Nagad deals with the same products and services like 16 other licensed MFS providers do. But since inception on March 26, 2019, Nagad operates without MFS licence from Bangladesh Bank. It functions with a no-objection certificate (NOC) instead and keeps dodging a licensee's regulatory compulsions.
"But the central bank was forced to extend the time frame of the NOC by three months (June 2021) as the operator has failed to complete all the procedures," reported The Daily Star. Nagad has, predictably, missed that deadline too and Bangladesh Bank has "graciously" extended the NOC for another three months (September 2021).
In the same report, Nagad has claimed having discussions with Amazon, Facebook and Google as potential investors.
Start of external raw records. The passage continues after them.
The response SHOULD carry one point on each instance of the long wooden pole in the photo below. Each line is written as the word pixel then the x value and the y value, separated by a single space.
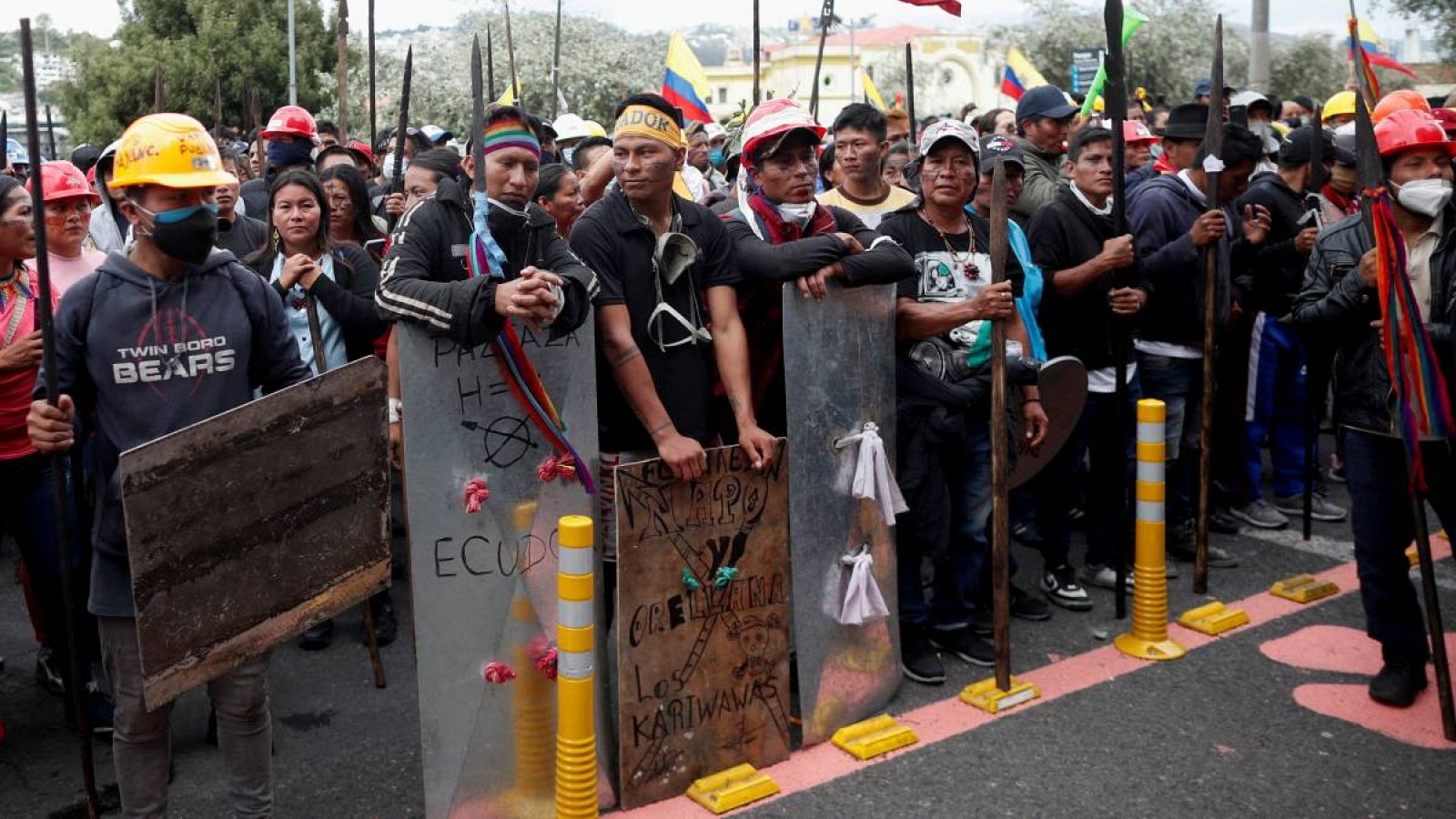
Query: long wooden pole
pixel 826 19
pixel 76 685
pixel 1213 147
pixel 1001 445
pixel 344 70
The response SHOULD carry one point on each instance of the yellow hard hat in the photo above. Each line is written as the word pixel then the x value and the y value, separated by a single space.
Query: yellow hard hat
pixel 1340 106
pixel 172 150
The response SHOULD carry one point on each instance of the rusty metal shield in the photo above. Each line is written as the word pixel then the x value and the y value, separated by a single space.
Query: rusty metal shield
pixel 485 581
pixel 223 570
pixel 839 359
pixel 703 622
pixel 1063 387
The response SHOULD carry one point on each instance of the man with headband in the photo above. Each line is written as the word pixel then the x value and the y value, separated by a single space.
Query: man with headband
pixel 662 258
pixel 783 235
pixel 427 278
But director general of the postal department has denied such meeting.
In the backdrop of these ambiguities, Bangladesh Securities and Exchange Commission has approved Nagad's plan to raise Tk 510 crore through issuing a zero coupon bond with Tk 750 crore face value, said a report of The Daily Star. Nagad has Tk 416 crore in debt, of which it plans to pay off Tk 350 crore through the bond issuance. Recently the chairman of BSEC has promoted this move at a roadshow in New York. It is unbecoming of the capital market regulator.
The BSEC should have highlighted Nagad's legal, structural and operational shortcomings before the potential investors. It reminds what the credit rating agencies (CRA) did in America before the 2008 financial meltdown. They lowered the perceived credit risk by giving AAA ratings to unclearly structured finance products like collateralised debt obligations. It misguided the investors and the market imploded. But the CRAs have never endorsed any entity that lacks legitimacy.
The BSEC has acted like a pseudo CRA while promoting Nagad. Normally it does not allow initial public offering unless a company is profitable for at least three consecutive years. That very regulator now allows bond offering by the unlicensed Nagad, whose balance sheet also remains out of any oversight of the central bank.
Unusually treated Nagad now resorts to Parkinson's Law – "A luxury, once enjoyed, becomes a necessity." Indulging the luxury of unabated regulatory noncompliance sets bad precedence in the capital market. And the BSEC not disclosing the whole truth for investors is the last thing Bangladesh needs.
The writer is a senior policy fellow at LIRNEasia.